Neusiedler-See-Drama: Wenig Wasser und null Touristen

See trocknet langsam aus

Neusiedler-See-Drama: Wenig Wasser und null Touristen

Die Situation am sonst so beliebten Erholungs- und Freizeitort ist prekär. Nicht nur wirtschaftlich ist es schwierig. Die Trockenheit setzt der Region enorm zu.

Die Trockenheit in Österreich setzt den einzelnen Regionen derzeit enorm zu. Besonders der Neusiedler See scheint davon betroffen zu sein. Jetzt schlagen Anrainer Alarm. Denn mittlerweile ist immer weniger Wasser im See. „Er sinkt und sinkt und sinkt. Es gibt verdammt wenig Wasser“, sagt Paul Laister, Obmann der Seglergemeinschaft Breitenbrunn gegenüber dem "Kurier". Der Wasserpegel sei besorgniserregend. Mittlerweile habe man im Mai bereits Werte erlangt, die in manchen Jahren vielleicht im August möglich gewesen wären.

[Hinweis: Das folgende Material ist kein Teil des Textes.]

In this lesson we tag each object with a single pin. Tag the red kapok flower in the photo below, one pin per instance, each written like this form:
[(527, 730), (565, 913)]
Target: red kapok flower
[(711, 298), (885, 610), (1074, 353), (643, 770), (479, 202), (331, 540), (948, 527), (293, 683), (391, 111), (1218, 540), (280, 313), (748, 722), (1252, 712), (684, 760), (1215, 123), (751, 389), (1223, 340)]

Dies ist auch vor allem für die Segler ein Problem. Der sonst so beliebte Segel-Hotspot wird dadurch besonders beim Auslaufen aus dem Hafen zum Problemfall. Nun fürchten Experten auch um den Tourismus, der nicht nur aufgrund der Corona-Krise ins Straucheln geriet. Wird nun auch noch das Wasser knapp, kann die Region einpacken. Es seien quasi keine Touristen hier.

Der Ursprung dieser akuten Trockenheit liegt im Klimawandel. Der Monat April hat sich als sehr warm, trocken und sonnig präsentiert. Laut der Zentralanstalt für Meteorologie und Geodynamik (ZAMG) war es im Tiefland einer der 15 wärmsten April-Monate der Messgeschichte, und auf den Bergen der viert-wärmste April seit 1851. Gesamtgesehen war der April der zweitsonnigsten der Messgeschichte und einer der 15 trockensten seit 1767.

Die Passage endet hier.